UCLA Writing Programs, which handles the teaching of composition at that university, established a committee last year that studied the amount of writing students were doing in their core "general education" courses. In its report, the committee summarized the consensus of those who have thought seriously about the role of writing in education: "Unless we deliberately integrate writing practice into the curriculum at an early stage and consider writing as inseparable from cognitive processes generally--from thinking itself--we fail to adequately educate our students."
'Fruitless for Everyone'
How, then, are our colleges and universities doing in terms of this basic responsibility? Most of them are, to borrow the language of the committee, failing to educate their students adequately. The picture at UCLA is summarized in the report: "Those teaching upper-division courses complain that their students can't write, can't adequately develop, contextualize and interrelate concepts on paper and therefore, given the existing constraints on their time, faculty members often conclude that assigning papers is fruitless for everyone. Thus it is not surprising to hear graduating seniors say they never had to write an essay after English 3." English 3 is the basic composition course.
UCLA is not unusual in this respect.
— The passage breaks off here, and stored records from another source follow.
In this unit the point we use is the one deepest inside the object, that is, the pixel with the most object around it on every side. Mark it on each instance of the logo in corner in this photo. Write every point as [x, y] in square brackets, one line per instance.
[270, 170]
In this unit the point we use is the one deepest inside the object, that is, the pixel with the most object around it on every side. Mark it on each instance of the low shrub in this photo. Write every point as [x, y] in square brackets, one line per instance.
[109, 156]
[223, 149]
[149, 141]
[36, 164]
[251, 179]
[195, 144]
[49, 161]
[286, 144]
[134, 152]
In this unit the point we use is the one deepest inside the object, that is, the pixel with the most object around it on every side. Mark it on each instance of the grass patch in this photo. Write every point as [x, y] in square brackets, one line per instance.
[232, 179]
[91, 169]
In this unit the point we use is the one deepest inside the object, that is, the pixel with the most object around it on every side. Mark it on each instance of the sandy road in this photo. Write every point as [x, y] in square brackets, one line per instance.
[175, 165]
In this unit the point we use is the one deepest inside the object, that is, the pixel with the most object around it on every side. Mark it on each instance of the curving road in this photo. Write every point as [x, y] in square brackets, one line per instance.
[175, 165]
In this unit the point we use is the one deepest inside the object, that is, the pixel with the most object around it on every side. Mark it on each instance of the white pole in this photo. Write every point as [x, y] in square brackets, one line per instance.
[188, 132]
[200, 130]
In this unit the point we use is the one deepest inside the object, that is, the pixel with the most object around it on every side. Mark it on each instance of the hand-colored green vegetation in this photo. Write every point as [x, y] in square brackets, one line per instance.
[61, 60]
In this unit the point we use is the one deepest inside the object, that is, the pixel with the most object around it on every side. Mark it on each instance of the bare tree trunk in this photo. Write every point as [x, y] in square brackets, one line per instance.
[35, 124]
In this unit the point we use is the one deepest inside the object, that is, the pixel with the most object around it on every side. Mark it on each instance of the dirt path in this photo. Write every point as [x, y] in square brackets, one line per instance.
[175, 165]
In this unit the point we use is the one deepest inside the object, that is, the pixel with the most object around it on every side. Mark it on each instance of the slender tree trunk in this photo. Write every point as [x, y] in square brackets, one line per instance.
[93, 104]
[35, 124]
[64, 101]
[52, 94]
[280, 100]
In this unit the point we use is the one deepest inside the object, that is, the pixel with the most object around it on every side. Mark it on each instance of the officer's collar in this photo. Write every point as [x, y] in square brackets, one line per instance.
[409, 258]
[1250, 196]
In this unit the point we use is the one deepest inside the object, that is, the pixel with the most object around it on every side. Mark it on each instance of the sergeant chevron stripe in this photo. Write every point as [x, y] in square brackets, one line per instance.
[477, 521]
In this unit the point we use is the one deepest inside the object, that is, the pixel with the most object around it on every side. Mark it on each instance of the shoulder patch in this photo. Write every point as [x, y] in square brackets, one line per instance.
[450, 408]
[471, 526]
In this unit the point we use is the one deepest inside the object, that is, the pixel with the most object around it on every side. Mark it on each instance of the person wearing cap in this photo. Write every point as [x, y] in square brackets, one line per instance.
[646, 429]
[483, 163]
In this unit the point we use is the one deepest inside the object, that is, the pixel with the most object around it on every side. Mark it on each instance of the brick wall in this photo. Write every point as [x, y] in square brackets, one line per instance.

UC Berkeley conducted a survey in 1984 which revealed that only about 25% of their undergraduate courses required "a substantial amount of writing or rewriting" (5,000 words for the quarter was considered substantial). Barbara Davis, director of the Office of Educational Development at Berkeley, reports that "there has been a longstanding concern about the quality of writing on the campus."
Betty Cain and Charles Cooper of UC San Diego have studied the amount and kind of writing done by undergraduate students at UCSD's Third College. Instead of asking instructors how much writing was assigned, they had students keep detailed logs of the writing they did. They studied a group of freshmen in 1981-82 and sophomores in 1983-84. They found that in both years more than half of the instructors assigned no writing. Of those who did, only a small proportion assigned extended essays and "only four research reports were assigned in 122 classes."
The authors conclude that these results "suggest a limited, if not impoverished, academic writing experience for most . . . sophomores."
The writing crisis pervades our system of higher education. Susan Obler, who teaches English at Rio Hondo College in Whittier, recently completed her Ph.D. dissertation, reporting the results of her study of writing in community colleges. She surveyed 304 faculty members at four community colleges in California and conducted extensive follow-up interviews with 20 randomly chosen respondents.
'Not a Mode of Learning'
She concluded that at those colleges she studied "writing was not a mode of learning, a vehicle for interacting with facts and concepts or a way of discovering meaning; in short, writing was not a basic skill. To some extent, writing was considered a frill like a field trip: something special, a nice thing to have, but not something the system can really afford on a regular basis. What this situation may be communicating to students is that in the college enterprise, writing is not very important."
That's the bad news. The good news is that those who have done the research I've cited here, and many others, are working to correct this conspicuous failure of our colleges and universities.